Das Jubiläum der Suchthilfeeinrichtung am Rand der fränkischen Schweiz feierte die Stadtmission Nürnberg mit einem Sommerfest.
GRÄFENBERG. »Das 25-jährige Jubiläum ist ein Erfolg: Ein Erfolg der hier geleisteten Arbeit, der Angebote – und der Lebenswege, die hier Prägung und neue Richtung erfahren haben«, so Gabi Rubenbauer, Vorständin der Stadtmission Nürnberg, als sie am Mittwoch die Festgäste im Gelände der Einrichtung am Kasberg begrüßte. Das Haus Martinsruh wird von der Stadtmission getragen.
Anfänge vor 25 Jahren
Zuvor als Kinderheim geführt, nahm die Stadtmission 1992 Haus Martinsruh als soziotherapeutisches Zentrum für chronisch alkoholabhängige Männer und Frauen in Betrieb. Mitten im Ländlichen bot das Haus Betroffenen einen beruhigten Lebensort, der für sie auch Wendepunkt sein sollte. Hier konnten die ankommenden, vornehmlich Alkoholiker/innen abstinent leben lernen, sich sozial stabilisieren, ihren Alltag neu organisieren. Es dauerte dabei einige Zeit, bis die Einrichtung mit ihrem Konzept auch von den Bürgerinnen und Bürgern der Gemeinde akzeptiert wurde.
Haus Martinsruh heute
Heute pflegen Zivil- und Kirchengemeinde einen guten, freundschaftlichen Kontakt mit Mitarbeitenden und Bewohner/innen des Hauses. 32 Männer und Frauen leben 2017 im Haus Martinsruh, nur 6 davon sind Frauen. Sie sind zwischen 30 und 80 Jahren alt.

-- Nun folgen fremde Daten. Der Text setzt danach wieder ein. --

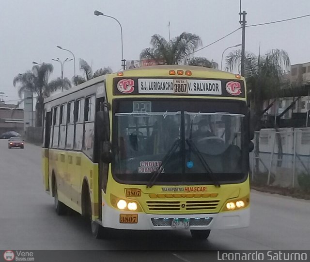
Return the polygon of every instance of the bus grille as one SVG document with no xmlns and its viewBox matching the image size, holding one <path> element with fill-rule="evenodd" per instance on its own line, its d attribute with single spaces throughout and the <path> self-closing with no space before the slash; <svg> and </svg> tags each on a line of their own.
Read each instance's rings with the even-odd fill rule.
<svg viewBox="0 0 310 262">
<path fill-rule="evenodd" d="M 219 200 L 179 201 L 147 201 L 146 204 L 150 211 L 209 211 L 217 209 Z"/>
<path fill-rule="evenodd" d="M 216 209 L 219 200 L 186 201 L 186 210 L 202 210 Z"/>
<path fill-rule="evenodd" d="M 179 201 L 147 201 L 149 210 L 180 210 Z"/>
</svg>

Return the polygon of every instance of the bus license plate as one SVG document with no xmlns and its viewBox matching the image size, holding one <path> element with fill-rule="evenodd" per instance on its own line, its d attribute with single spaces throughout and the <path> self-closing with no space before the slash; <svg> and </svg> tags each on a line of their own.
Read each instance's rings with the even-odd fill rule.
<svg viewBox="0 0 310 262">
<path fill-rule="evenodd" d="M 189 227 L 189 220 L 173 219 L 171 226 L 174 229 L 188 229 Z"/>
<path fill-rule="evenodd" d="M 186 79 L 173 79 L 173 93 L 174 94 L 187 94 L 187 80 Z"/>
<path fill-rule="evenodd" d="M 121 224 L 137 224 L 138 214 L 120 214 L 120 223 Z"/>
</svg>

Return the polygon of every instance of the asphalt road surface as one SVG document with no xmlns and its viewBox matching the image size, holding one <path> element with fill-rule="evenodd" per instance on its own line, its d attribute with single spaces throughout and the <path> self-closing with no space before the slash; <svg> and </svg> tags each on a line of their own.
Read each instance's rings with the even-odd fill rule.
<svg viewBox="0 0 310 262">
<path fill-rule="evenodd" d="M 9 149 L 7 140 L 0 140 L 0 250 L 123 250 L 106 261 L 125 255 L 126 262 L 192 262 L 202 261 L 198 250 L 309 249 L 310 201 L 255 191 L 251 200 L 249 227 L 214 230 L 207 241 L 179 230 L 113 230 L 112 239 L 98 240 L 79 215 L 56 215 L 43 189 L 41 148 L 26 144 L 24 149 Z"/>
</svg>

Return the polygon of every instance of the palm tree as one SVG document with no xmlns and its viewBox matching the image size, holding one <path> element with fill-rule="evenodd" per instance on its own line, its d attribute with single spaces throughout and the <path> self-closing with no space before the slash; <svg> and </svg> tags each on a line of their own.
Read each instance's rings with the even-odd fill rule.
<svg viewBox="0 0 310 262">
<path fill-rule="evenodd" d="M 95 77 L 112 73 L 112 69 L 108 66 L 97 69 L 94 73 L 93 73 L 92 67 L 84 59 L 79 60 L 79 68 L 84 73 L 85 77 L 80 75 L 74 77 L 72 82 L 75 85 L 80 84 Z"/>
<path fill-rule="evenodd" d="M 69 80 L 60 78 L 48 82 L 48 78 L 53 72 L 53 65 L 51 64 L 42 63 L 32 66 L 31 71 L 27 71 L 24 74 L 18 74 L 13 80 L 13 85 L 18 86 L 18 94 L 20 98 L 26 91 L 30 91 L 36 95 L 37 103 L 35 105 L 36 124 L 40 127 L 42 123 L 42 115 L 44 109 L 44 98 L 50 96 L 52 92 L 62 86 L 65 89 L 71 87 Z"/>
<path fill-rule="evenodd" d="M 183 32 L 180 35 L 167 41 L 159 34 L 151 38 L 152 48 L 143 49 L 140 54 L 141 59 L 155 60 L 158 65 L 185 65 L 216 68 L 217 64 L 204 57 L 195 57 L 188 60 L 188 57 L 202 45 L 201 38 L 197 34 Z"/>
<path fill-rule="evenodd" d="M 202 57 L 194 57 L 192 58 L 188 62 L 189 66 L 203 66 L 204 67 L 208 67 L 210 68 L 217 68 L 218 64 L 215 61 L 211 60 L 211 61 L 206 58 Z"/>
<path fill-rule="evenodd" d="M 232 71 L 240 70 L 240 50 L 231 52 L 226 57 L 226 64 Z M 284 73 L 290 65 L 287 53 L 283 50 L 272 49 L 264 56 L 246 54 L 245 77 L 247 81 L 248 95 L 251 107 L 257 120 L 260 119 L 264 100 L 276 98 L 283 88 Z M 259 125 L 257 121 L 257 125 Z M 256 129 L 260 130 L 257 126 Z"/>
<path fill-rule="evenodd" d="M 231 52 L 226 57 L 227 64 L 232 71 L 236 67 L 238 70 L 241 65 L 241 52 L 238 50 Z M 277 98 L 284 87 L 284 72 L 290 65 L 287 53 L 283 50 L 272 49 L 264 56 L 256 56 L 252 53 L 246 54 L 245 77 L 247 83 L 248 99 L 251 103 L 253 113 L 252 124 L 255 131 L 260 131 L 262 126 L 261 118 L 264 110 L 264 100 Z M 276 101 L 277 99 L 276 99 Z M 277 116 L 275 115 L 276 117 Z M 275 126 L 278 131 L 278 125 Z M 277 133 L 278 164 L 282 159 L 282 144 L 280 135 Z M 259 137 L 255 138 L 256 170 L 258 171 Z"/>
</svg>

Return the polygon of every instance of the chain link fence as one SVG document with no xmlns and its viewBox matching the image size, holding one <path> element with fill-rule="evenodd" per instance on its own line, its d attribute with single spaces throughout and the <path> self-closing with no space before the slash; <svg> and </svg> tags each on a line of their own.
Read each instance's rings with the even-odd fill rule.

Für einige wenige der Älteren ist nach über 20 Jahren das Haus Martinsruh zum ständigen Zuhause geworden. In der Regel bleiben die Klientinnen und Klienten aber nur etwa zwei Jahre in der Einrichtung.
Suchterkrankungen im Wandel
Die Krankheitsgeschichten hätten sich in den vergangenen Jahren stark verändert, sagt Rainer Benner, Leiter des Hauses. »Die hier Ankommenden sind oft von mehreren Substanzen abhängig, leiden unter einer Spielsucht und sind durch oder mit ihrer Sucht psychisch und physisch schwer erkrankt.« Zu beobachten sei außerdem, dass die Bewohnerinnen und Bewohner immer jünger werden und der Alkohol als dominierender Suchtstoff von chemischen Drogen abgelöst oder ergänzt werde, sagt Benner.
Als das Haus an den Start ging, da wurden langjährig, chronisch Alkoholabhängige in Gesellschaft, z.T. auch in Fachkreisen oft »nur« noch als Pflegefälle wahrgenommen. Haus Martinsruh trug mit seiner Arbeit dazu bei, an diesem Bild zu rütteln. Viele seiner ehemals schwerstsuchtkranken Bewohner haben zurück in ein »trockenes«, selbstverantwortlich geführtes Leben gefunden.
»Niemanden aufgeben«
Auch Dr. Theo Wessel, Geschäftsführer des Gesamtverbandes für Suchthilfe der Diakonie Deutschland und Festredner beim Jubiläum, betonte: »Wir geben niemanden auf!« Die Suchthilfe, für die die diakonischen Träger stünden, ziele ab auf maximale Teilhabe. Das ist auch im Haus Martinsruh so: Rainer Benner erklärt den soziotherapeutischen Ansatz dazu: »Für uns und unsere Klient/innen kann es hier kein starres System, keine zwingenden Ziele geben – individualisierte Hilfe zum Leben ist unser Auftrag.« Auch das neue Bundesteilhabegesetz bestärke diesen Ansatz.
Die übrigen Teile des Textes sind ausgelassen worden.